Assustadora coisa rara de se dizer: os poetas amam-se. Não é esse amor vulgar, corriqueiro e conflituoso, envolvimento polémico num lugar comum, ou sentimento feito de avanços e recuos e percorrido a preceito pela normalidade do romanesco trivial. É outra coisa especial que nem se exprime por palavras (tão funda é!), tão virgem se manifesta que remonta ao alfa das origens do Universo e nem tem substância concreta tal e qual o conhecemos aqui e agora. Por isso, os poetas reconhecem-se no indizível e inefável, na pureza do pensamento, que é só emoção, antes da palavra.

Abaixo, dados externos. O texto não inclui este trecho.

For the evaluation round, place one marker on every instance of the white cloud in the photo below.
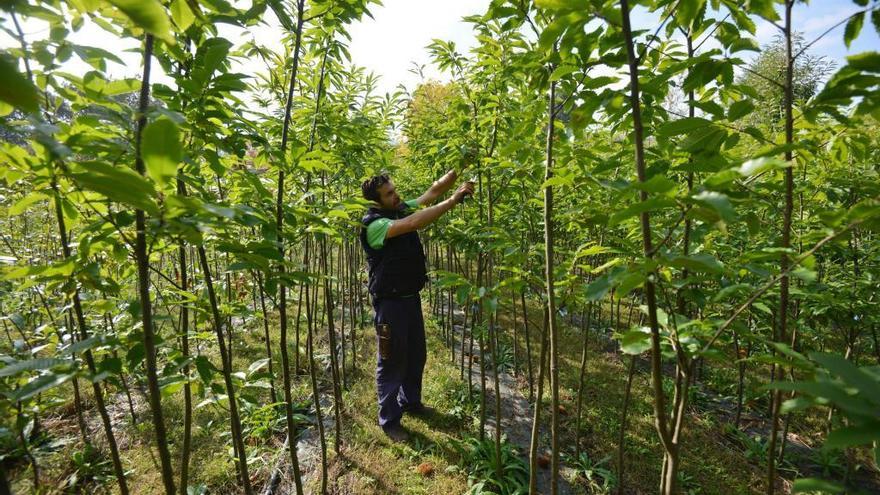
(400, 30)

E aqui está outra surpresa: é errado dizer que se não houvesse a palavra, não existiria o pensamento. A verdade é que o que mais se sente não possui palavras que o exprimem. As palavras gastaram-se com o uso que delas fizeram os nossos antecessores; poluíram-se diacronicamente em contextos de inapropriação.

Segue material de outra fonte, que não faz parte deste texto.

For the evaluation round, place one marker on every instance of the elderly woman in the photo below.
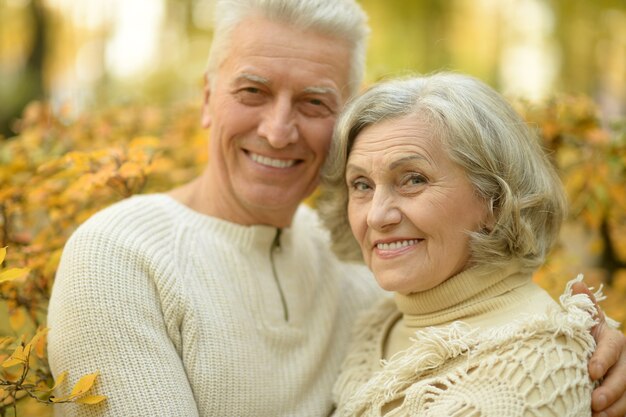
(453, 205)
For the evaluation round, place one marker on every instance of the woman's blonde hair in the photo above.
(484, 135)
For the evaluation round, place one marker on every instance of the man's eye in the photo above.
(315, 107)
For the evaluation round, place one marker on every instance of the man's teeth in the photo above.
(276, 163)
(396, 245)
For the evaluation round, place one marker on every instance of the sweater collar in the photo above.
(471, 292)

Se quem lê, vibra com o poema, poeta é também, porque se lhe identifica, ainda que não escreva. Diria que até é mais poeta do que o poeta, pois aquele deixa-se arrastar pelos seus sentimentos (do receptor). Mais do que um mago, o poeta é um adivinho, intermediário, o médium, para voltar a ser mago e feiticeiro no momento de toda a transformação definitiva e neutra. E torna a sê-lo no momento da osmose em que emissor e receptor se confundem no mesmo espelho. O poeta revê-se no receptor e vice-versa. É neste momento que tudo se transforma, e jamais volta a ser o que era dantes. Nesta ordem de ideias, o que prevalece é a sensibilidade de quem recebe, pois que o poema nunca mais é do poeta, mas também de quem adquiriu todo o conteúdo. Será mais músico o compositor ou o que recebe a sua mensagem abstrata e sensível em êxtase? Possivelmente o segundo. O primeiro apenas (mas este apenas quer dizer o todo na graduação do absoluto) perscrutou a sensibilidade do quem o escuta por antecipação modal e a trabalhou até que fosse arte de sedução e empatia. Há assim sintonia total entre emissor e receptor; ambos usufrutuários da Beleza trabalhada. Quem não a recebeu como beleza, não é gémeo do artista, não sintoniza a obra, pode estar bloqueado por outros modos que não os propriamente ligados à Beleza da expressão e à sedução, essa que leva ao êxtase supremo e é fonte de maravilha essencial e existencial. Quem não se sente seduzido pelo Cântico dos Cânticos? Os poetas, certamente, dizem sim, como leitores, no fundo também seus produtores da obra que neles existe em estado letárgico ou bruto.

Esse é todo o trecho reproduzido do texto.